お酒の隠れた主役「ケカビ」って?

お酒の隠れた主役「ケカビ」って?

お酒を知りたい

先生、お酒の解説で『ケカビ』(ムコール属に分類されるカビをいう。中国の麹にみられるカビ。)って書いてあったんですけど、カビってお酒作りに関係あるんですか?

お酒の達人

いい質問だね!確かに、カビと聞いてお酒を連想する人は少ないかもしれないね。でも、実はケカビのようなカビは、日本酒や焼酎、泡盛などを作るのに欠かせない役割を果たしているんだよ。

お酒を知りたい

えー!そうなんですか?カビが一体どんな役割をするんですか?

お酒の達人

ケカビは、米のデンプンを糖に変える働きを持っているんだ。お酒作りでは、この糖を酵母がアルコールに変えることで、美味しいお酒ができるんだよ。

ケカビとは。

お酒作りで使われる「ケカビ」について解説します。「ケカビ」は、ムコール属に属するカビの一種で、中国の麹によく見られます。

ケカビってどんなカビ?

ケカビってどんなカビ?

「ケカビ」と聞いて、カビの一種だと想像する人は多いでしょう。しかし、それがどんなものか、具体的に説明できる人は少ないのではないでしょうか? 実はケカビは、私たちの身近に存在し、食品や医薬品、工業製品など、様々な分野で活躍しているのです。
ケカビは、菌類の一種で、土壌や空気中、水の中など、どこにでも生息しています。名前の由来は、その名の通り、胞子のう柄の先端に丸い胞子のうを形成し、その形が毛が生えているように見えることからきています。

お酒造りにおけるケカビの役割とは

お酒造りにおけるケカビの役割とは

お酒造りの現場では、麹菌や酵母と同じくらい重要な役割を担う「ケカビ」という微生物が存在します。ケカビと聞くと、食品に発生するカビをイメージして、お酒造りとは結びつかない方が多いかもしれません。しかし、日本酒や焼酎、泡盛といったお酒は、実はケカビの働きなしには造ることができないのです。
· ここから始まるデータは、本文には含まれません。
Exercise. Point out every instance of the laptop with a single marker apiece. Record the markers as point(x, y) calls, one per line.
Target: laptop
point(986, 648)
では、ケカビはどのようにお酒造りに貢献しているのでしょうか?その秘密は、ケカビが持つ「糖化酵素」と「エステル分解酵素」という2つの酵素にあります。

ケカビが活躍するお酒の種類

ケカビが活躍するお酒の種類

「ケカビ」と聞いて、何を思い浮かべるでしょうか? 多くの人は、食べ物を腐らせるカビの一種というイメージを持つかもしれません。しかし、実はお酒造りにおいて、ケカビは欠かせない役割を担っています。

日本酒、焼酎、泡盛…。これらの銘酒は、ケカビの働きによって独特の風味や香りを生み出しています。ケカビは原料である米や麦などに含まれるデンプンを糖に変え、酵母はこの糖をアルコールに変えることで、芳醇なお酒が出来上がるのです。

ケカビの風味への影響

ケカビの風味への影響

お酒造りに欠かせない存在である酵母。実は、その酵母と同じくらい重要な役割を担っているのが「ケカビ」です。ケカビは、日本酒、焼酎、醤油、味噌など、日本の伝統的な発酵食品に深く関わっており、その独特の風味を生み出す立役者として活躍しています。

ケカビは、原料に含まれるデンプンやタンパク質を分解し、酵母がアルコール発酵しやすいように準備する役割を担っています。 さらに、ケカビ自身も様々な代謝物を生成し、これがお酒の風味を大きく左右します。例えば、日本酒のフルーティーな香りの一部は、ケカビが生成するエステル類によるものです。また、焼酎の芳醇な香りは、ケカビが生成する有機酸や高級アルコールなどが複雑に絡み合って生まれます。このように、ケカビは、目には見えなくても、お酒の風味を形成する上で欠かせない存在なのです。

ケカビの更なる可能性

ケカビの更なる可能性

お酒造りに欠かせない存在であるケカビですが、近年その可能性は醸造の枠を超えて広がりを見せています。
例えば、ケカビの一種であるクモノスカビは、チーズの製造に使われていますね。あのブルーチーズ独特の風味や青い模様は、クモノスカビの働きによるものです。また、ケカビの中には、分解酵素を豊富に含む種類があり、食品廃棄物などの有機物を分解する、環境に優しい処理方法としても期待されています。このように、ケカビは私たちの生活を豊かにする可能性を秘めた、まさに「隠れた主役」と言えるでしょう。